Tutuklu sanıklardan emekli öğretmen Özcan Okçuoğlu ise hakkındaki iddiaları reddederek, ByLock kullanmadığını ileri sürdü.
TÜBİTAK BİLGEM'de bir süre idari işler birim sorumlusu olarak çalıştığını ancak burada işe giriş sırasında kimseyle irtibatının olmadığını ifade eden Okçuoğlu, önceden örgütle irtibatı olan kurumlarda çalıştığı için 2015'te işten çıkarıldığını savundu.
İFTİRA ATTIĞINI İLERİ SÜRDÜ
Sanıklardan TÜBİTAK'ta mühendisken ihraç edilen Abdullah Usta, Y.Ö'nün hakkındaki iddialarını kabul etmediğini aktararak, kendisiyle ilgili kimseden sorumluluk almadığını söyledi.
Y.Ö'nün kendisine iftira attığını ileri süren Usta, ByLock kullanmadığını, örgüt üyesi ve yöneticisi de olmadığını dile getirdi.
Diğer tutuklu sanıklar öğretmenken ihraç edilen Cafer Gürpınar, TÜBİTAK'ta mühendisken ihraç edilen Şenol Şenyurt ve öğretmenlikten çıkarılan Hasan Basri Özüdoğru da üzerilerine atılı suçlamaları reddetti.

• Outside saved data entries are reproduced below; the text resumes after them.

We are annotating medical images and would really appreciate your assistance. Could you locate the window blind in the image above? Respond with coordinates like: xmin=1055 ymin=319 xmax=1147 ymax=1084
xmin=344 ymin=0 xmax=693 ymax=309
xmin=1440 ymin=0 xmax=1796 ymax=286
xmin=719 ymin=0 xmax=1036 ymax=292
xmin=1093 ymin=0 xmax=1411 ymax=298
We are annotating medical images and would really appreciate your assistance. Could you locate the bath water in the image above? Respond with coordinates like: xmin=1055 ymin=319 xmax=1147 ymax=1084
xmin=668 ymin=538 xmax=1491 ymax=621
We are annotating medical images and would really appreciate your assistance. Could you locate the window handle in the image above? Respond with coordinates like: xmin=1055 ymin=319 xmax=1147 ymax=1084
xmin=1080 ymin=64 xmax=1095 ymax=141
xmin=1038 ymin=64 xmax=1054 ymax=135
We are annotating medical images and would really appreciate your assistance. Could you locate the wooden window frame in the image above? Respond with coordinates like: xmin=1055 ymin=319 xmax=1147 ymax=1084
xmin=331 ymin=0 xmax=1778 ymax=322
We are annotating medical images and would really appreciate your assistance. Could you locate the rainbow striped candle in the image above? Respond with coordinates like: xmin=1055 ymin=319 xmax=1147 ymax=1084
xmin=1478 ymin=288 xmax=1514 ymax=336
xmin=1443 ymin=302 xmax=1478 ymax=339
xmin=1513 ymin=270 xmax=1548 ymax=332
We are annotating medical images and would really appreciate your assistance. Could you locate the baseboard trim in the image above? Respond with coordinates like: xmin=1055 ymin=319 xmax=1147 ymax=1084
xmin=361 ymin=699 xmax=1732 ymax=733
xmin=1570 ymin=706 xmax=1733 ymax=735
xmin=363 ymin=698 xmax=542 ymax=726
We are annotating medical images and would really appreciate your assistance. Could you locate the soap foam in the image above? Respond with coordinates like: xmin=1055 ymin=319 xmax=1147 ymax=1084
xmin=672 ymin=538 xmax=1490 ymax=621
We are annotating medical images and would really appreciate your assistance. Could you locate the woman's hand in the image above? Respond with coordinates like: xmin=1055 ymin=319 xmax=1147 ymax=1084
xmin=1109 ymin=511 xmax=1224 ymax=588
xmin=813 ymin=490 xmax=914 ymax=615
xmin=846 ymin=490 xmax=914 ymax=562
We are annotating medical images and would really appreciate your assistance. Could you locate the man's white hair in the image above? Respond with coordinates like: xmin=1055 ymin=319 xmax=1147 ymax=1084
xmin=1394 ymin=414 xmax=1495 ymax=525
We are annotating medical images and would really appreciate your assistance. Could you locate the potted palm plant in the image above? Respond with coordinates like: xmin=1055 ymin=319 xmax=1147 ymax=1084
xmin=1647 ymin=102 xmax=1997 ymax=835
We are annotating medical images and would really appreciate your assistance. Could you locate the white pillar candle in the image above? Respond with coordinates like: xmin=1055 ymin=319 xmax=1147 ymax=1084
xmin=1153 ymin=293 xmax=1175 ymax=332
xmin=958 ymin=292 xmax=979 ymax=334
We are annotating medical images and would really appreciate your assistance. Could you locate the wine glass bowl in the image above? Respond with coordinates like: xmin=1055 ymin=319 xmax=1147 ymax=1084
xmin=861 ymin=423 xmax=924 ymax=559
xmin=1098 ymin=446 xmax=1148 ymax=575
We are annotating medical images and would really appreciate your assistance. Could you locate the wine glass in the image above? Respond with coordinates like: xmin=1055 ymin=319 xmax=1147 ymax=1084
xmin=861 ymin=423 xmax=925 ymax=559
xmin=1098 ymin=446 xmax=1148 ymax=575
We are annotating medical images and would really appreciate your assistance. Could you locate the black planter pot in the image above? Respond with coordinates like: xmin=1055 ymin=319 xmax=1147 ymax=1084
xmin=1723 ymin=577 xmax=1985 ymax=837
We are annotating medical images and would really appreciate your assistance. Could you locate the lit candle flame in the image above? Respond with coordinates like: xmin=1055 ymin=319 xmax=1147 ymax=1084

Mahkeme heyeti, henüz savunması alınmayan birden fazla sanık olması, mesai saatinin dolması, bu andan itibaren geç saatlere kadar yürütülecek yargılamanın sağlıklı olmayabileceği değerlendirilmekle celseye kaldığı yerden yani savunması tespit edilmeyen sanıkların savunması takip eden eden celse alınmak üzere bu celseye son verilmesine, duruşmanın tahsis edilen duruşma salonunun küçük olması, büyük salonun ise diğer bir ağır ceza mahkemesi ile birlikte kullanılması takip eden günlerin dolu olması sebebiyle duruşmanın ileri tarihe bırakılmasına karar verdi.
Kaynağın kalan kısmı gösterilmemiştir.